Não me lembro mais

Lembranças sempre fizeram parte de minha vida.

Principalmente aquelas da infância, passadas naquela casa que daqui se vê pelos fundos.

Foi naquela rua, de nome Costa Pereira, não sei de quem ela herdou o nome, na qual passei a melhor fase da minha existência.

Ali não nasci. Mas foi lá, aos cinco anos, que fiz meus primeiros amigos, junto aos meus pais queridos.

Ainda me lembro das primeiras vezes que adentrei àquele clube. Ele hoje está de portas fechadas. Sem previsão de abrir de novo.

Foi naquelas quadras, hoje remodeladas, quase perfeitas, onde aprendi que pelo esporte se faz homens de bem.

Foi lá que comecei a jogar tênis. Meu pai assim o fazia. Junto a alguns amigos que o tempo levou embora, para viver com Deus.

Foi lá que aprendi a nadar. Quantas vezes me lancei daquele trampolim bem alto. Hoje ele não existe mais.
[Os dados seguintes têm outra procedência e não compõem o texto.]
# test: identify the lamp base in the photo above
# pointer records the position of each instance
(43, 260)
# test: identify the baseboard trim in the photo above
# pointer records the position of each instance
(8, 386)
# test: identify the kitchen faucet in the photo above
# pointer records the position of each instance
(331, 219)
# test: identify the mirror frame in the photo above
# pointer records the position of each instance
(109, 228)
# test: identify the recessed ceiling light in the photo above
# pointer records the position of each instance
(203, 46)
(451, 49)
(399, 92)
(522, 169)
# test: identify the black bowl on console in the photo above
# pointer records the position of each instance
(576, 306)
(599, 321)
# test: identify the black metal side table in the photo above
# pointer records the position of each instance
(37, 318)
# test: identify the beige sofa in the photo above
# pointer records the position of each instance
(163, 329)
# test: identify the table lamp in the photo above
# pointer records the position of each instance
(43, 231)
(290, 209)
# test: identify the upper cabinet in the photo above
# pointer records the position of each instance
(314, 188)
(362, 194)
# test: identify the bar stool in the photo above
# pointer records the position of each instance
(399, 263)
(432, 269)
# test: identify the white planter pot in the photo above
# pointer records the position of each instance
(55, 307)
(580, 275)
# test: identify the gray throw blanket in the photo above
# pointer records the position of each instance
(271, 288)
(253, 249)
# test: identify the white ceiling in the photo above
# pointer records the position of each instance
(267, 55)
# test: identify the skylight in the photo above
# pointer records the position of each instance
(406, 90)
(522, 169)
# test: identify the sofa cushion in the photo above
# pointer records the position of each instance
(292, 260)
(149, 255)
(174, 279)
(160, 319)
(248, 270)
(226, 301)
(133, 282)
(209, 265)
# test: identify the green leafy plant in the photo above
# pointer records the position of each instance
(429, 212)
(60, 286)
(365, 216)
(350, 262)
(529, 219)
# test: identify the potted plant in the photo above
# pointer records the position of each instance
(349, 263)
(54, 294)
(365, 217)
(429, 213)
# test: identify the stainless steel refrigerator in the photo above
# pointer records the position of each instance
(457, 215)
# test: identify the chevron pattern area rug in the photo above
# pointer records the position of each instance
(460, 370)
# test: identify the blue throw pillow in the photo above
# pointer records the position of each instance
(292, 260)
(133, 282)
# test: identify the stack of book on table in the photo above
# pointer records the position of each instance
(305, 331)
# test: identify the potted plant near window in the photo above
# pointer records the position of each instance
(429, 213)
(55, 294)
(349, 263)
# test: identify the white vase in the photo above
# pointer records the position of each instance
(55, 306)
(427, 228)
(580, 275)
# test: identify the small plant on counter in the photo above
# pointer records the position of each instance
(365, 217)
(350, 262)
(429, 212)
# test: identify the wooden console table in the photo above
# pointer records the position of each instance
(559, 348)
Foi naquele campão que jogava futebol. Por não tomar jeito naquele esporte acabei me decidindo pelas raquetes.

Foi naquele hospital que comecei minha vida profissional. Era naquela rua, de tantas lembranças eternas, que viviam tios e avós.

Foi exatamente ali que aprendi que ter amigos é fundamental para nosso crescimento. Muitos deles já partiram rumo ao céu dos anjos.

Lembranças fugidias ainda fazem parte dos meus melhores momentos. Da linda árvore de Natal que minha mãe fazia. Na sala de visitas eram espalhados presentes. E eu, dentro da minha curiosidade de menino, mal via a hora de acordar no dia seguinte. Ia de mansinho desembrulhar um a um. Aqueles embrulhos a mim endereçados. Os outros deixava de lado. Não pertenciam a mim.

Foi nesta manhã fria do mês de junho que me recordei do meu pai. Já é inverno. Estamos em meio a uma pandemia. Que não tem hora de terminar.

Faz vinte anos que ele se foi. Seu aniversário é em começo de agosto. Tenho a sua fotografia, junto a mim, do lado direito do meu computador.

Ainda me lembro dele em saúde perfeita. Em parceria comigo jogando tênis. Ou na gerência do Banco do Brasil.

Em outra cidade ele se aposentou. No entando não encerrou sua carreira no trabalho. Ele sempre dizia: “o ócio é o começo do fim”.

Pouco tempo ele exerceu a advocacia. Por ser honesto demais ele se desencantou com a morosidade da justiça. E logo uma cruel enfermidade dele se apoderou.

Aos pouco mais de setenta anos ele caiu no leito. Aos setenta e sete anos descansou.

Ainda me lembro de sua enfermidade. A doença de Alzheimer faz sofrer a todos aqueles que têm a desventura de estar em volta. Creio que menos a quem padece de tal doença.

O paciente mal se lembra da sua identidade. A expressão que lhe passa nos olhos é como se fosse um nada perdido no meio do nada.

Meu saudoso pai veio a se despedir de nós em meus braços de médico. Dado ao seu estado lastimável até desejei que isso acontecesse. Ele não se lembrava de mais nada.

De nossas partidas de tênis. De suas petições impecáveis. De seu zelo pela carreira no banco. Do carinho que nossa mãe tinha por ele. Nem mesmo o amor que nutria pela nossa querida Rosinha. Que ainda vive ali. Naquela casa da Rua Costa Pereira.

Um dia, quando ele estava adoentado, ainda me lembro de quando o pilhei em fragrante, naquele carrinho cinzento, que ele teimava em dirigir, sem a menor condição, tentei tomar-lhe a chave das mãos, e ele, teimoso que era, me afirmou, categoricamente: “nem me lembro mais de quem sou. Confesso que perdi a minha identidade”.

E eu, neste vinte e nove de junho, dia frio, de inverno, ainda me lembro, com saudades, do meu querido pai.